Likewise, Feinberg said that despite the historical unlikelihood of major NBA playoff upsets, if there’s ever going to be a time to bet on a team with long championship odds, it’s now. “I would not be taking the Bucks or the Clippers to win it all at 3-1, or the Lakers at 2.5-1,” he said. “Not because they’re not the best teams — they proved they were before the pandemic, but who knows what’s going to happen now? Usually in basketball, the best teams never lose, but these are not normal times. This is the year where I could see the best team losing. So I’m very cognizant of, if the team does not look good at the beginning, I’m not necessarily going to say they’ll bounce back. Maybe they won’t. Maybe there’s been a fundamental change.” 

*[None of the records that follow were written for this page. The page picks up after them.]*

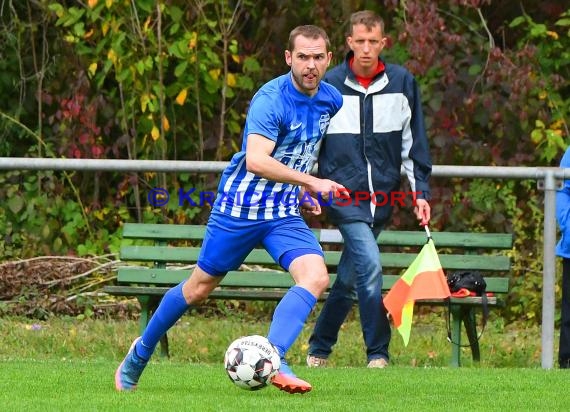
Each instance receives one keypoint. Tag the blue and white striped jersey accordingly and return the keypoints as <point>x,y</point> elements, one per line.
<point>296,123</point>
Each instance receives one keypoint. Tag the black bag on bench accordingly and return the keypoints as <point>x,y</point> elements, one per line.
<point>471,281</point>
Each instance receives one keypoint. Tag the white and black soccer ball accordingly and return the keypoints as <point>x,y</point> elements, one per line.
<point>251,362</point>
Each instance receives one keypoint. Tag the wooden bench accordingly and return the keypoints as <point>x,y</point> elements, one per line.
<point>155,255</point>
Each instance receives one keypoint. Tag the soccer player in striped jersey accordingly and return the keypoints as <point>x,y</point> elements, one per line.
<point>260,197</point>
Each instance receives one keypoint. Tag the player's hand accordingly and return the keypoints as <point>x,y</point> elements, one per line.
<point>422,211</point>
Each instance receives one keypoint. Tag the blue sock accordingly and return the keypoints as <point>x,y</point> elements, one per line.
<point>289,317</point>
<point>171,308</point>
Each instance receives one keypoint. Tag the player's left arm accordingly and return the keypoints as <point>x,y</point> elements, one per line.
<point>259,161</point>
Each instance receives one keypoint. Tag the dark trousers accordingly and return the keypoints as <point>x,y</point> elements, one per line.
<point>564,348</point>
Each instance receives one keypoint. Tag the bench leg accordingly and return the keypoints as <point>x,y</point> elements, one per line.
<point>471,330</point>
<point>455,336</point>
<point>148,306</point>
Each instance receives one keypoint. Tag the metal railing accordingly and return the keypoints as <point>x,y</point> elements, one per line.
<point>548,179</point>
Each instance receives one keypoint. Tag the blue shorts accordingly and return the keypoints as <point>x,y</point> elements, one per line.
<point>228,241</point>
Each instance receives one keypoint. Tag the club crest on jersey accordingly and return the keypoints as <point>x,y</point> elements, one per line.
<point>324,122</point>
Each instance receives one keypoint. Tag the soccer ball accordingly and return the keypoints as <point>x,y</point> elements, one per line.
<point>251,362</point>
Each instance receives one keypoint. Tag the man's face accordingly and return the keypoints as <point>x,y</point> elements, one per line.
<point>366,45</point>
<point>309,61</point>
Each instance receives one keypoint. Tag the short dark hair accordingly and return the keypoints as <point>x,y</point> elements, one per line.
<point>309,31</point>
<point>366,17</point>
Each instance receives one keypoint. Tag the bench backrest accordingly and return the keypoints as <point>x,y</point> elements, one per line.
<point>165,245</point>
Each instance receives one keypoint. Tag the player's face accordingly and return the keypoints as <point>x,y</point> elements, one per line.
<point>366,45</point>
<point>309,61</point>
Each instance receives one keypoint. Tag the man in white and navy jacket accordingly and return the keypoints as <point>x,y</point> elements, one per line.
<point>379,129</point>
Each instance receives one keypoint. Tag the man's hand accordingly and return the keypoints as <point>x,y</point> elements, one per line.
<point>422,211</point>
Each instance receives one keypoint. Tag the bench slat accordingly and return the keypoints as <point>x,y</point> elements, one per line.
<point>276,294</point>
<point>257,278</point>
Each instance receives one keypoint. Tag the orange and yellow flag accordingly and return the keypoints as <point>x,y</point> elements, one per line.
<point>424,279</point>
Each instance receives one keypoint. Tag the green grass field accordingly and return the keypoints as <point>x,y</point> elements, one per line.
<point>67,364</point>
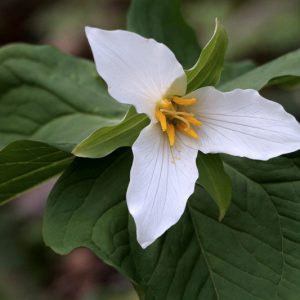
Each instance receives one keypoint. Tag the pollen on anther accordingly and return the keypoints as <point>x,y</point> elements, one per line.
<point>171,133</point>
<point>162,119</point>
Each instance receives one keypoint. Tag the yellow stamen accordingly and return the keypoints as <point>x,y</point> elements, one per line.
<point>166,104</point>
<point>184,101</point>
<point>171,133</point>
<point>187,130</point>
<point>162,119</point>
<point>193,121</point>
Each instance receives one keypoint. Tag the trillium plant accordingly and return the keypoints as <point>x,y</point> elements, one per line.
<point>173,166</point>
<point>147,75</point>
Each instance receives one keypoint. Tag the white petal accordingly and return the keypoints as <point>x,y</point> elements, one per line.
<point>243,123</point>
<point>137,71</point>
<point>161,180</point>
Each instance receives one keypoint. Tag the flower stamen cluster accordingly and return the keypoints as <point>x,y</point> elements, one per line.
<point>169,112</point>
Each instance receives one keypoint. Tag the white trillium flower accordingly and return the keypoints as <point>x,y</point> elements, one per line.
<point>146,74</point>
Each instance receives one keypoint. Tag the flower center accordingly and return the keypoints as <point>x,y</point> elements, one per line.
<point>171,115</point>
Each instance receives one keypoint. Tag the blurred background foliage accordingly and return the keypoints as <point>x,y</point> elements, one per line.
<point>259,30</point>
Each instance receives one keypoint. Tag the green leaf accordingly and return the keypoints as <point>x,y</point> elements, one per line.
<point>105,140</point>
<point>215,180</point>
<point>286,65</point>
<point>208,68</point>
<point>253,254</point>
<point>163,21</point>
<point>233,70</point>
<point>51,97</point>
<point>25,164</point>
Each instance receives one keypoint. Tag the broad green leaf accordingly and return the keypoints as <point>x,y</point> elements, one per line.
<point>208,68</point>
<point>51,97</point>
<point>215,180</point>
<point>279,69</point>
<point>105,140</point>
<point>253,254</point>
<point>233,70</point>
<point>25,164</point>
<point>163,21</point>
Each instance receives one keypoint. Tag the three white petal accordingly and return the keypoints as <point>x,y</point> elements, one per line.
<point>140,72</point>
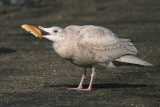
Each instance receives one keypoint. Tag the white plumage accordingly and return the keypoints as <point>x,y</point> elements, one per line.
<point>91,46</point>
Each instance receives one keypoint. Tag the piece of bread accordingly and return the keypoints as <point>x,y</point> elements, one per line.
<point>34,30</point>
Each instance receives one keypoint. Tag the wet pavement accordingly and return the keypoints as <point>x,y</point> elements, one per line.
<point>32,74</point>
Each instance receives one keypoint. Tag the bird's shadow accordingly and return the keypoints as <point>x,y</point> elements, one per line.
<point>101,86</point>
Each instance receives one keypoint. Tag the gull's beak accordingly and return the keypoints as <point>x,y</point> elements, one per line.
<point>47,30</point>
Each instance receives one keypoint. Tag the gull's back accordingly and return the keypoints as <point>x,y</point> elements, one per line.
<point>95,44</point>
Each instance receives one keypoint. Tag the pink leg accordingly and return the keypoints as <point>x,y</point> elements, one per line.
<point>91,81</point>
<point>81,83</point>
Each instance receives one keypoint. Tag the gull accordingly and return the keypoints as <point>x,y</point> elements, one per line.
<point>92,47</point>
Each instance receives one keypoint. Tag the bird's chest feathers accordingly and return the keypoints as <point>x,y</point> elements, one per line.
<point>62,49</point>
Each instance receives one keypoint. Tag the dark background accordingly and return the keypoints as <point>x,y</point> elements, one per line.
<point>32,74</point>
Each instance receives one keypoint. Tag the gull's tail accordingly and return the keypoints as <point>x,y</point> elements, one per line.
<point>132,59</point>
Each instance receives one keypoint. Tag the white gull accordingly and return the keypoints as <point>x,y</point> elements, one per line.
<point>91,46</point>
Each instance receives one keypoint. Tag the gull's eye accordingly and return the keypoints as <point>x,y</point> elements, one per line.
<point>55,31</point>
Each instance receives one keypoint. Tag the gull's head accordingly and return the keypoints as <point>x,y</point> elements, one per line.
<point>54,34</point>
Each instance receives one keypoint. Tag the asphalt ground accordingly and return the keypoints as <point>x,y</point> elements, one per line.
<point>32,74</point>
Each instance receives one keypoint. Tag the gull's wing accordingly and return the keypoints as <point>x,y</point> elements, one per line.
<point>104,44</point>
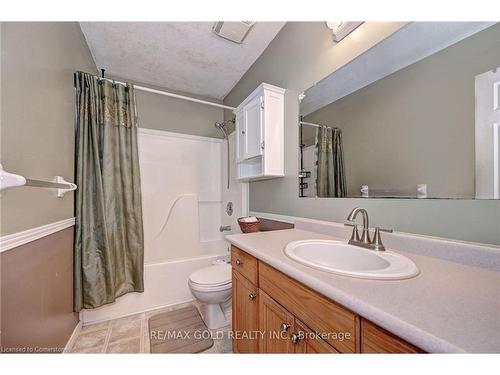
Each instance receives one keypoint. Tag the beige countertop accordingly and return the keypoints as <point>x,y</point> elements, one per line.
<point>447,308</point>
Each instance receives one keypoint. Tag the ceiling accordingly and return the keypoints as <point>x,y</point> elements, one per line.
<point>182,56</point>
<point>408,45</point>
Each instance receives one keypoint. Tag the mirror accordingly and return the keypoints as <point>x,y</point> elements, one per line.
<point>416,116</point>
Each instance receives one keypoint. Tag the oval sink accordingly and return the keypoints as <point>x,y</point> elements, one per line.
<point>344,259</point>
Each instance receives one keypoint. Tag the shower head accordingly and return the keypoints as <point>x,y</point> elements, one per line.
<point>222,128</point>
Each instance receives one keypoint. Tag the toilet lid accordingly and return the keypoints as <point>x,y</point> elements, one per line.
<point>213,275</point>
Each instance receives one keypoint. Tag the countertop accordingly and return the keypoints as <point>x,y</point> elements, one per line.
<point>447,308</point>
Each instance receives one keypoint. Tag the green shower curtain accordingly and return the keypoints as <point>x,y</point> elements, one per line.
<point>330,173</point>
<point>109,241</point>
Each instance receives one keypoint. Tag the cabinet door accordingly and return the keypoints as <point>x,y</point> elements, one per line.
<point>275,323</point>
<point>377,340</point>
<point>306,342</point>
<point>240,134</point>
<point>253,123</point>
<point>245,315</point>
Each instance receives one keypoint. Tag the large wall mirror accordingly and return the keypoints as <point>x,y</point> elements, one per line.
<point>416,116</point>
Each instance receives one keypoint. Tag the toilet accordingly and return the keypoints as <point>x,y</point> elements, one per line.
<point>212,286</point>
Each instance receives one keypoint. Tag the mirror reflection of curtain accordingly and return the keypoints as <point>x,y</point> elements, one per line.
<point>330,172</point>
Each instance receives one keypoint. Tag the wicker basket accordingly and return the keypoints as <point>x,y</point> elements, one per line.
<point>252,227</point>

So which longshot NBA championship bet has caught Feinberg’s eye so far? Perhaps it’s a homer pick for a gambler who appears regularly on NBC Sports Philadelphia, but Feinberg cited the Sixers, whose NBA title odds range from +2000 to +2500 at major U.S. online sportsbooks, and who will resume the season with a new starting lineup and a recovered-from-injury Ben Simmons. Philly had been a chic preseason pick to win the Eastern Conference, but their starting lineup failed to jell during the regular season, and many NBA observers wrote them off as a disappointment.

“They’re the one longshot team that intrigues me,” Feinberg said. “Before the pandemic, they had no chance. They were dead as a doornail. But when Ben Simmons got hurt, Shake Milton played really, really well, and now that they’re going to start Milton at point guard and move Al Horford to the bench and Simmons at forward, that’s a fundamental change. They have a chance to be a new team post-pandemic, and I gotta be honest, I think they can beat anyone.”

According to Feinberg, flexibility could prove to be gamblers’ greatest asset during perhaps the most unpredictable stretch of NBA basketball in league history. It’s about the ability to trust one’s judgment and ride the success of a team that didn’t produce gaudy win-loss records or point differentials prior to March, and the ability to adjust when circumstances change and that team — or any other — begins to falter.

“No one really knows about any of this,” he said. “It reminds me of COVID. When’s it gonna end? No one knows. These are the smartest people in the world — guys who go to Harvard, Yale. Everyone’s guessing. And to me, it’s the same thing with sports restarting. You may think you know, but you don’t know what any individual team is going to look like. You’re trying to glean as much information as you can, but you’re really just guessing.”